Taken in Summer 2001 on a trip through Northern Arizona while driving through the Switchbacks of Oak Creek Canyon between Flagstaff and Sedona. The stage-3 Sierpinski tetrahedron and icosahedron are sitting on a rock in Oak Creek. The icosahedron has inside of it an interior structure of an intersection of three golden rectangles. Some floating leaves, or a fish, might be a nice addition to the drawing.
I have made the enlarged image much bigger for this picture, as it is a terrific view of the stage-4 Sierpinski Tetrahedron. Taken at the Phoenix Zoo sometime in late Spring 2001. Print on "Landscape" setting.
Okay, this is the Water section and this photo clearly isn't of water!
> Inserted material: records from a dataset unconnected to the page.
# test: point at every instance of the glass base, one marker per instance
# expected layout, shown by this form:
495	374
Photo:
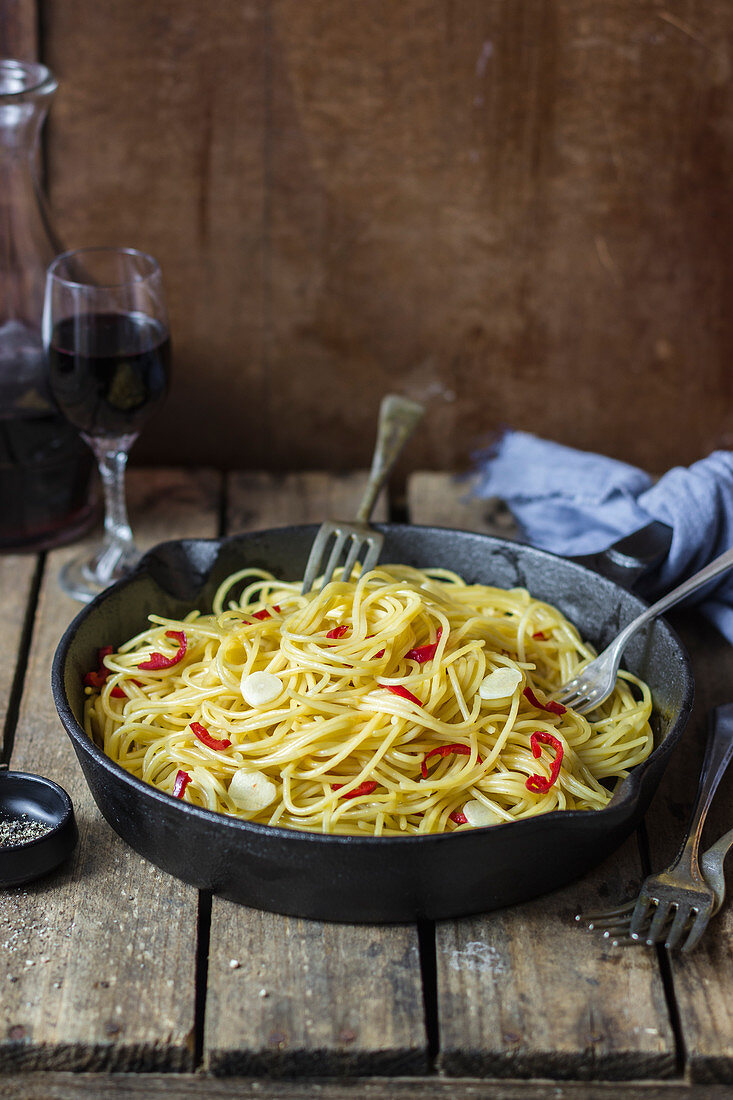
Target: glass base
85	576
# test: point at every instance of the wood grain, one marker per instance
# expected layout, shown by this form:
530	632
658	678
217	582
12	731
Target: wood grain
515	211
17	573
700	979
302	997
99	958
525	992
163	1087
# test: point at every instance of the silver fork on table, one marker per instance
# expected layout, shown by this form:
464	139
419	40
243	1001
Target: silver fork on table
675	905
398	418
614	924
597	680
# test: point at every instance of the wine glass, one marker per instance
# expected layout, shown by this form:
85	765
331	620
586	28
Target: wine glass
108	348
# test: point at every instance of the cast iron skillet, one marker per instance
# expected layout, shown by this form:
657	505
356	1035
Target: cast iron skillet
369	879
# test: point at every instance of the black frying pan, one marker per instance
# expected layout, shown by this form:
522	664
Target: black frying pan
353	878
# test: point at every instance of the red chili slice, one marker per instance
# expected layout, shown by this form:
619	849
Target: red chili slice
398	690
551	705
264	613
204	736
423	653
364	788
183	779
157	661
444	750
538	783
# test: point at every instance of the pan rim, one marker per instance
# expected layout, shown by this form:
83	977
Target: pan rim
617	807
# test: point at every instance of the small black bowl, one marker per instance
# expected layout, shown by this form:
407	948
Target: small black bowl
43	801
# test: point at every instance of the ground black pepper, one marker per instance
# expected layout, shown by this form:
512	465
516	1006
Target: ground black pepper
15	831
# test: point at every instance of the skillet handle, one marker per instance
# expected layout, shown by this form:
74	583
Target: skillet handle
627	560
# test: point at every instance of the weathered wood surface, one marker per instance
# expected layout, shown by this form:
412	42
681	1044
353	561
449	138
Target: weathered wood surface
189	1087
702	980
517	211
98	964
301	997
17	575
105	953
525	992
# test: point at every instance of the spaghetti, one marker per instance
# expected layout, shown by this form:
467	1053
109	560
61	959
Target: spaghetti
402	702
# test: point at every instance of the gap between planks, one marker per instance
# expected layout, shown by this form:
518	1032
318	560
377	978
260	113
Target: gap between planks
98	963
287	996
524	991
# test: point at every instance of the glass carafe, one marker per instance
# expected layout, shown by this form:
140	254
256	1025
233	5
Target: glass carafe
45	469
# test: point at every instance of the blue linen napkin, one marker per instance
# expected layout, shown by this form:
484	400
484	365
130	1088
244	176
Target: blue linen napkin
576	502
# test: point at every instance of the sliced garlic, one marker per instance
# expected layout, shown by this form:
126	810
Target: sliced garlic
251	790
477	814
261	688
501	683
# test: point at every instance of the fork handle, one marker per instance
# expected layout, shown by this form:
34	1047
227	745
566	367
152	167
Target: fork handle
712	570
719	752
398	417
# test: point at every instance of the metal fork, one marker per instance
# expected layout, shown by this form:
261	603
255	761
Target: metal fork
597	680
615	923
675	905
396	422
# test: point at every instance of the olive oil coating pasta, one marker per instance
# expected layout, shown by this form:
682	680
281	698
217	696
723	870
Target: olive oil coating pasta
401	702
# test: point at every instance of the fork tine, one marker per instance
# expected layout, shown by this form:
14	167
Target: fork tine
373	550
677	927
699	925
317	550
352	557
335	557
641	914
656	931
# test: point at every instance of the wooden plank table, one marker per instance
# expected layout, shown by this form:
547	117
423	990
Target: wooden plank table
118	980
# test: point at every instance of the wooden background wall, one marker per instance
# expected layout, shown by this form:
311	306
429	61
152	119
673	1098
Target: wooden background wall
518	210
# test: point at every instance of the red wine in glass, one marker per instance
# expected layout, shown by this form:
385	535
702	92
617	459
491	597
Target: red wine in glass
109	371
108	350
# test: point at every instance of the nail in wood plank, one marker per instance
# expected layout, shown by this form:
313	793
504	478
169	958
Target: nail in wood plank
98	960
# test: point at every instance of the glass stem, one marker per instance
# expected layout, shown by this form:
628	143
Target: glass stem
111	457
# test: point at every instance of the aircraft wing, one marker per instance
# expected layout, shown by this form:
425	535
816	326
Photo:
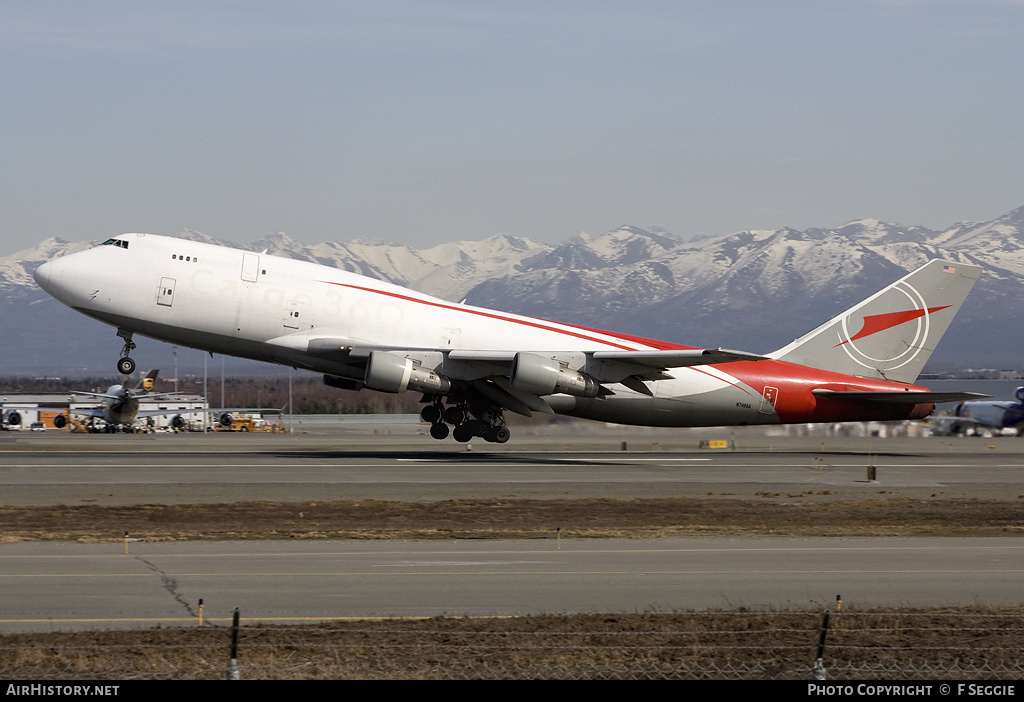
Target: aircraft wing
898	397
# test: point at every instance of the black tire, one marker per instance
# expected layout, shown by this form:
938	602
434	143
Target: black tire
464	432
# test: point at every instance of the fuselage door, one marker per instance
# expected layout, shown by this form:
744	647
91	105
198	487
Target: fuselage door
250	267
768	400
165	296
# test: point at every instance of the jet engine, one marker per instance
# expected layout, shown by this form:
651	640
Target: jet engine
391	373
541	376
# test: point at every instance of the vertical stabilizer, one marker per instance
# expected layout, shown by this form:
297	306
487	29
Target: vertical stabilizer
891	335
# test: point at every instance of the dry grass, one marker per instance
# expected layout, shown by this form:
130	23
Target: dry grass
954	644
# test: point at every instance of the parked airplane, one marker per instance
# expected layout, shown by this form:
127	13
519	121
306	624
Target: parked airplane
992	414
473	363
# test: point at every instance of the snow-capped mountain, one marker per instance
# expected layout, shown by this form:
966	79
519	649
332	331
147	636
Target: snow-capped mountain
754	291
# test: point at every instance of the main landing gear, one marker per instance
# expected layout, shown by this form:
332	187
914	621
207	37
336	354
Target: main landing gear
126	365
491	425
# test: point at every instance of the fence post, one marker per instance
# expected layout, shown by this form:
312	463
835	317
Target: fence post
818	671
232	667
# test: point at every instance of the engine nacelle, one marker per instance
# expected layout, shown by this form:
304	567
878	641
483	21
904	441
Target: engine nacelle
541	376
391	373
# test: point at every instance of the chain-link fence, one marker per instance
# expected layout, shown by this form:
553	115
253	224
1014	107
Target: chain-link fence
877	645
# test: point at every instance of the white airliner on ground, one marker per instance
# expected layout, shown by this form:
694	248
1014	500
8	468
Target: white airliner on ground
473	363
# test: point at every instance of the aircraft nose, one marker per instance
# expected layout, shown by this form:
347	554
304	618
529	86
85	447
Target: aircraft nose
42	275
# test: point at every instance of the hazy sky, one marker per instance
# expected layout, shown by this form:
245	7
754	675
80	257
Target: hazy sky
422	122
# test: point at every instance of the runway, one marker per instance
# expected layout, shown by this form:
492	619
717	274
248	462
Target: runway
47	585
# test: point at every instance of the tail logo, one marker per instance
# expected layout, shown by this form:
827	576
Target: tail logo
897	352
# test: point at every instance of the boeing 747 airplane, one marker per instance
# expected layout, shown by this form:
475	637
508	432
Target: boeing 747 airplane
472	363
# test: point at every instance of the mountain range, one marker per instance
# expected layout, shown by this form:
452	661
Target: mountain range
753	291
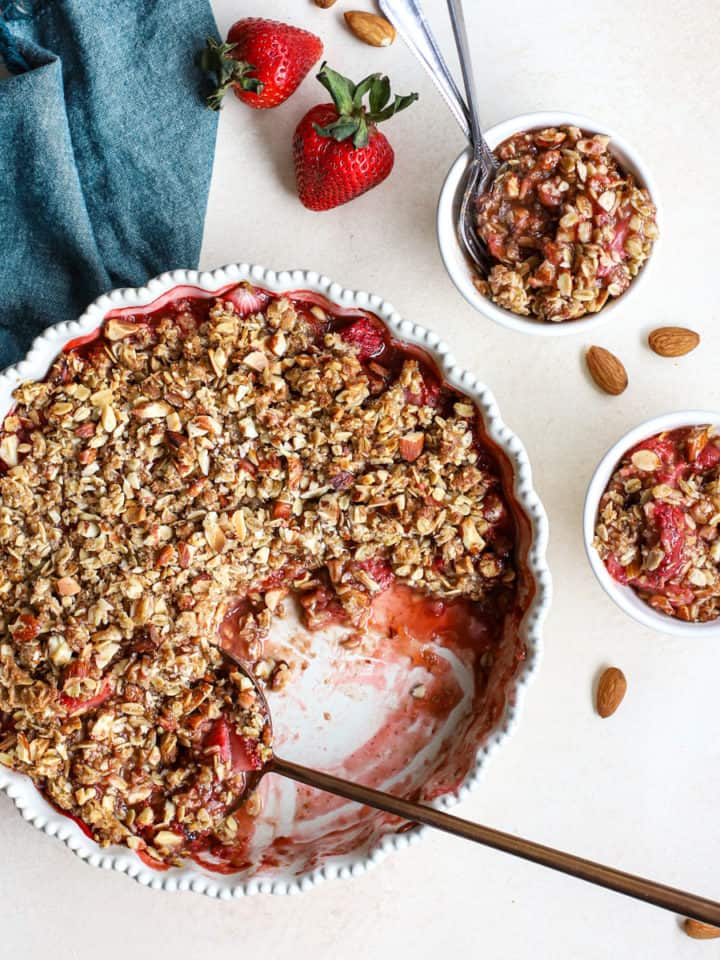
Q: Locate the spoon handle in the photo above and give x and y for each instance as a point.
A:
(480, 147)
(410, 22)
(669, 898)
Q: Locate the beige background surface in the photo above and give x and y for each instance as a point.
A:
(639, 790)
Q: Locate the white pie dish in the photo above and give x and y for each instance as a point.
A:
(32, 804)
(453, 254)
(624, 596)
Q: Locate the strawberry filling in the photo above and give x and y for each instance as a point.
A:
(366, 336)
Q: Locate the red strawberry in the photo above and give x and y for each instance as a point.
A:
(264, 62)
(78, 705)
(339, 152)
(364, 335)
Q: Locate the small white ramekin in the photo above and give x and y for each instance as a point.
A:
(453, 254)
(625, 597)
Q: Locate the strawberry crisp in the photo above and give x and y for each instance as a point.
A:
(203, 458)
(659, 523)
(566, 227)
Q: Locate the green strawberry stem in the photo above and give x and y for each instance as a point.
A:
(353, 116)
(226, 71)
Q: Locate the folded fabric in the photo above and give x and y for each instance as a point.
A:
(105, 156)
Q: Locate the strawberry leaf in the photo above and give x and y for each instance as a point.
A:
(341, 129)
(340, 89)
(226, 71)
(398, 104)
(354, 119)
(379, 93)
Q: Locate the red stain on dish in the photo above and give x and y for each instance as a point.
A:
(465, 652)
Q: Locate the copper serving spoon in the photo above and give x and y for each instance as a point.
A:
(669, 898)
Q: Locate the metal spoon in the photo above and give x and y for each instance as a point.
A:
(668, 898)
(483, 165)
(411, 23)
(409, 20)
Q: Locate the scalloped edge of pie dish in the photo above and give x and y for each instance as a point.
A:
(33, 806)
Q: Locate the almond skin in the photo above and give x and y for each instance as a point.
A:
(370, 28)
(606, 370)
(673, 341)
(611, 690)
(700, 931)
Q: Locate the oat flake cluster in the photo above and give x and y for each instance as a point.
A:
(658, 526)
(176, 466)
(568, 229)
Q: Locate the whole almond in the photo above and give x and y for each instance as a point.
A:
(606, 370)
(370, 28)
(700, 931)
(611, 690)
(673, 341)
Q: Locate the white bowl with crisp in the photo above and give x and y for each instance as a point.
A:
(625, 596)
(453, 253)
(531, 554)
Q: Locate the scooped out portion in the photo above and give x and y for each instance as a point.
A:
(207, 458)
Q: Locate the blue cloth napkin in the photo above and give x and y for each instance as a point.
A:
(106, 151)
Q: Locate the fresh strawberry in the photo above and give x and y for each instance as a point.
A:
(263, 61)
(339, 152)
(364, 335)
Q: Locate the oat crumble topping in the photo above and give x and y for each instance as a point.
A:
(568, 229)
(659, 522)
(175, 464)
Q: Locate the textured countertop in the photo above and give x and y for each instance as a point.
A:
(638, 790)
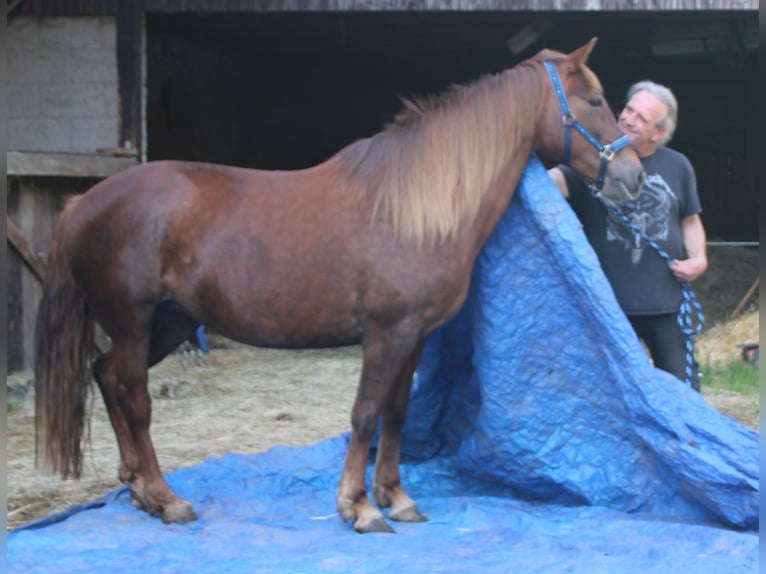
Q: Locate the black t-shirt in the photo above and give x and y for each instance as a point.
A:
(640, 277)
But look at the drawing. I put water in the drawing. The photograph has great lines, but all that grassy background along with those trees made it impossible to trace. The tetrahedron is a Sierpinski stage-4. The place is the Boyce Thompson Southwest Desert Arboretum outside of Superior, Arizona, taken in March, 2001.
I really cheated on the water level here in order to be able to see water from the running river through the spaces in the tetrahedron. A child might want to add some background detail, like trees, or flowers around the windmill.
Stage-3 Sierpinski tetrahedron painted in a deep rose-red-orange mixed from: cadmium orange, naphthol red light, quinacridone red, cadmium yellow light, and titanium white. Photo taken on the Southwest Trail of the Phoenix Zoo in Spring 2001. Someone pointed out to me the triangular shape of the rock. It kind of "fits" with the tetrahedron. The plant sitting next to it is Umbrella Grass. It is classified as a weed in Arizona, it is an ornamental plant that can escape cultivation.
Anything could be done with this drawing. No water is shown, the tetrahedron could just as well be sitting on a rock on the ground as in the water.
This was taken at the Phoenix Zoo. It is hard to see the water, but it is there if you look closely, with the trunks of the palm trees reflected in it. The grass in the foreground is Scirpus sp.. The trees with arching trunks in the background are Gooding Willows (Salix goodingii), and the trees with straight trunks are Palms (Washingtonia filifera).
This is a very special picture, because it was taken by an eight-year old youth reporter, Griffin Folkert. The Pinnacle Press, a newpaper by children for children run by Scottsdale moms, was reporting on a two-day event with preschoolers from the ASU College of Education preschool. Griffin has a very good eye with the camera. Each youth reporter had their own disposable camera and they took photographs without any outside instruction or input. The only thing I did was crop the picture.